Three different implementations of MapReduce
So far as I can see, there are three implementations of MapReduce that matter for enterprise analytic use – Hadoop, Greenplum’s, and Aster Data’s.* Hadoop has of course been available for a while, and used for a number of different things, while Greenplum’s and Aster Data’s versions of MapReduce – both in late-stage beta – have far fewer users.
*Perhaps Nokia’s Disco or another implementation will at some point join the list.
Earlier this evening I posted some Mike Stonebraker criticisms of MapReduce. It turns out that they aren’t all accurate across all MapReduce implementations. So this seems like a good time for me to stop stalling and put up a few notes about specific features of different MapReduce implementations. Here goes.
-
Hadoop doesn’t have much to do with SQL or traditional database management. As far as I know, all of Mike’s criticisms of MapReduce are indeed accurate about Hadoop. Edit: Oops. A comment on the post linked above suggests otherwise.
-
Aster Data’s MapReduce implementation is closely tied to SQL, and indeed described as “in-database MapReduce.” Every Map or Reduce step is a embedded in a SELECT clause.
-
Even so, Aster Data Map and Reduce functions can be expressed in a broad variety of programming languages, such as Java, C++, C, Python, Perl, or R.
-
Greenplum’s MapReduce implementation lives outside the Greenplum database; its controlling syntax is in the form of a markup language. Inputs can be database tables or other files. If they’re database tables, SQL is used to talk to them.
-
In particular, contrary to what Mike thought, Greenplum’s (and presumably also Aster Data’s) MapReduce implementations can use SQL Analytics syntax.
-
Greenplum’s Map and Reduce steps can also be written in a lot of programming languages, although I’m not sure whether the list is as long as Aster Data’s.
-
Contrary to what Mike believed, Greenplum’s MapReduce doesn’t need to write every intermediate result set to disk. The same is surely true of Aster Data’s implementation, given that a whole MapReduce program is just a single SQL statement.
-
Greenplum’s MapReduce implementation offers pipelining, so that a program can be working on multiple Map and Reduce steps at once. Again, I’d guess the same is true of Aster Data’s implementation.

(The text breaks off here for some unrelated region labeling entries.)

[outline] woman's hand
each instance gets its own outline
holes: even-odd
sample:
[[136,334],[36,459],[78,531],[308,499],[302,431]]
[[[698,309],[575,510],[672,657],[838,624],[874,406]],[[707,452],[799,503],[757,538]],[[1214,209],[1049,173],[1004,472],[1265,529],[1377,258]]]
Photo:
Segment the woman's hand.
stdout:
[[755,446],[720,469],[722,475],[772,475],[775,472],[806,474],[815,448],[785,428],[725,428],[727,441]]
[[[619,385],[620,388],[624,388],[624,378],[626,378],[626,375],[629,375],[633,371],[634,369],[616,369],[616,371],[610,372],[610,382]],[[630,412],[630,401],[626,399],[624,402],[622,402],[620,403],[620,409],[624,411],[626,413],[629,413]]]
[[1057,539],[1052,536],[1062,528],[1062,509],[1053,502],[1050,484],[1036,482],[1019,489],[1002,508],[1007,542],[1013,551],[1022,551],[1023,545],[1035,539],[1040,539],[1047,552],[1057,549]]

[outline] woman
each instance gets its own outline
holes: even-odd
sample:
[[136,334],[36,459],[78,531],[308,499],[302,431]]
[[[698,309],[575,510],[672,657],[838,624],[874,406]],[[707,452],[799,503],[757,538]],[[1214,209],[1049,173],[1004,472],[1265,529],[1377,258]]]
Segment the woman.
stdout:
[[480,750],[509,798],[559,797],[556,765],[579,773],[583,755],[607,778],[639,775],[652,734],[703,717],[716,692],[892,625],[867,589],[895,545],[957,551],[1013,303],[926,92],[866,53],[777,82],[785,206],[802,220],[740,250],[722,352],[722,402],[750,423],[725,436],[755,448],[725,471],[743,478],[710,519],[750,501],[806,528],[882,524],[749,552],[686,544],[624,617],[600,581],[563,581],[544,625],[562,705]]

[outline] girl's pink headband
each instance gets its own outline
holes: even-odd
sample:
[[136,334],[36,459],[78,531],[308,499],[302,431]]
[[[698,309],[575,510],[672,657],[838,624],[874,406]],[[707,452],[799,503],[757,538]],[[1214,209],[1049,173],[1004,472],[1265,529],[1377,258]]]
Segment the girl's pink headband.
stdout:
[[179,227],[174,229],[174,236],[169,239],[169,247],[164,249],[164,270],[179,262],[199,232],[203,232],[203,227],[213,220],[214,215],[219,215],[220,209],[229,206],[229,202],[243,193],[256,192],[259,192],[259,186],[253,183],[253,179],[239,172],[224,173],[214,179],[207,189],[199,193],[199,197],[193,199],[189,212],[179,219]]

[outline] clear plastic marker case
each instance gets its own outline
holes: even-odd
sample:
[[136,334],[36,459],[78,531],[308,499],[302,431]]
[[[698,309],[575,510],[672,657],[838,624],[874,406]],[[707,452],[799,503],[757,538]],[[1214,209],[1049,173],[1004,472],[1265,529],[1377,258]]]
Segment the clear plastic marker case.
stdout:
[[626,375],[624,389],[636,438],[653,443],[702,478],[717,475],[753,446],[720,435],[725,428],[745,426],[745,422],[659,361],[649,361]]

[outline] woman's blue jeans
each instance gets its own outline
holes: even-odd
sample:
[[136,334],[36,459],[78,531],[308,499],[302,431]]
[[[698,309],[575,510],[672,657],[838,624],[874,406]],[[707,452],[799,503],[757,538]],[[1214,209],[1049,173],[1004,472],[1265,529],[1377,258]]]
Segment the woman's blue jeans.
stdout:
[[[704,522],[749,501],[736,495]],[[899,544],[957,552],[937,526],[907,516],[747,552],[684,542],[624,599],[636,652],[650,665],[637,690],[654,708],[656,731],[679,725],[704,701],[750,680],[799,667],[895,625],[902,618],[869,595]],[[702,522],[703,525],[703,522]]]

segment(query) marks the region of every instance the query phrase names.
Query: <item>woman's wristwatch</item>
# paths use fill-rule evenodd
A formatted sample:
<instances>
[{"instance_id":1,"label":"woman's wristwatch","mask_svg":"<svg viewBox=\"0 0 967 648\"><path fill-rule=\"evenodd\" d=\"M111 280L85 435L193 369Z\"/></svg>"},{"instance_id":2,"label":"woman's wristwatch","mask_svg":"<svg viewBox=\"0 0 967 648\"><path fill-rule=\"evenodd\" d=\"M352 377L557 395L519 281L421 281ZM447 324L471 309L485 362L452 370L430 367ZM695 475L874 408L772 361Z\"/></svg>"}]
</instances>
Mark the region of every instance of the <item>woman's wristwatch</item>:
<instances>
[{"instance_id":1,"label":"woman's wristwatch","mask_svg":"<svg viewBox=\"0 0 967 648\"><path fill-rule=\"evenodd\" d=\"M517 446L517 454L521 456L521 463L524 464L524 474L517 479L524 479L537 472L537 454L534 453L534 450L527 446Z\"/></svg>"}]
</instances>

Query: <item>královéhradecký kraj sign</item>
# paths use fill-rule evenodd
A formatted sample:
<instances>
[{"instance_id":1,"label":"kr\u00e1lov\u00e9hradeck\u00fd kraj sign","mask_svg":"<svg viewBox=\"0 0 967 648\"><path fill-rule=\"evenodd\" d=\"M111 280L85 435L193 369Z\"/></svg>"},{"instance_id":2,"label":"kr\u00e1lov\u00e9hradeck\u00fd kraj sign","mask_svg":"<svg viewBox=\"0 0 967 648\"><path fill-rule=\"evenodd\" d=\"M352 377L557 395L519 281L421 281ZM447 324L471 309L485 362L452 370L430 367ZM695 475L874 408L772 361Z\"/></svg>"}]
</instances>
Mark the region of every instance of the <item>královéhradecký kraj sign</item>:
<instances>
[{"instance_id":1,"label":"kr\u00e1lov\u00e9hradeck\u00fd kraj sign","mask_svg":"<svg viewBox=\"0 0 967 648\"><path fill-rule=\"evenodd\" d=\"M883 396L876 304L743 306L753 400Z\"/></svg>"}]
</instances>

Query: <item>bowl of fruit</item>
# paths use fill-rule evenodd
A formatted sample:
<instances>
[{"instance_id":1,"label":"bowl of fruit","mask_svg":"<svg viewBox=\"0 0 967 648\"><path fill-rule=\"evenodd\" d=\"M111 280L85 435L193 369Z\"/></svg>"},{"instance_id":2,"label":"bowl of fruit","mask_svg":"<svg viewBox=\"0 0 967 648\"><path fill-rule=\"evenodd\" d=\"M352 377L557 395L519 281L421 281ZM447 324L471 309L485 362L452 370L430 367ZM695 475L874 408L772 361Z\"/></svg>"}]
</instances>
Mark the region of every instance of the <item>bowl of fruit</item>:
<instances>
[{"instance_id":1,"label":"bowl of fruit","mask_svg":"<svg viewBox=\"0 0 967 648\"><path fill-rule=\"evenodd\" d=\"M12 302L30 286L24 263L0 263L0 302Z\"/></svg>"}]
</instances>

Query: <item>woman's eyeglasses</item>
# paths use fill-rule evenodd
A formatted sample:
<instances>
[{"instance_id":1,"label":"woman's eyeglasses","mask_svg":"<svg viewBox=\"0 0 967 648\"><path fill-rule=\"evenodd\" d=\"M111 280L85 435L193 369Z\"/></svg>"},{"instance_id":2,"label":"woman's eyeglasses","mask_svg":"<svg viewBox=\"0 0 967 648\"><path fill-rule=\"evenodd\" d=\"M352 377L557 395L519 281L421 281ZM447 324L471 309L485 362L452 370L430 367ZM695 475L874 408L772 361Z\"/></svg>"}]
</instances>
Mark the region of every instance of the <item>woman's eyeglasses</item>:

Aster Data has actually posted quite a bit about MapReduce, including in its excellent blog, which has joined Vertica’s more academic Database Column as being among the best vendor blogs in the business. There’s also an excellent Aster Data MapReduce white paper, if you can stand to register for it, which among other virtues illustrates Aster’s MapReduce syntax.
Greenplum’s MapReduce marketing materials, while sparser, aren’t bad either. The syntax isn’t published yet, however, so here’s a documentation excerpt Greenplum helpfully emailed to me.
# The following map reduce script takes as input two tables:
# – documents (doc_id integer, url text, data text)
# – keywords (keyword_id integer, keyword text)
#
# The keywords are “searched for” in the documents data and the results
# of url, data and keyword found are printed to the screen. A given
# keyword can actually be composed of multiple terms:
# ie “computer software” is a keyword that contains two terms.
%YAML 1.1
—
VERSION: 1.0.0.1
DATABASE: webdata
USER: jsmith
DEFINE:
# First we declare both of the input tables.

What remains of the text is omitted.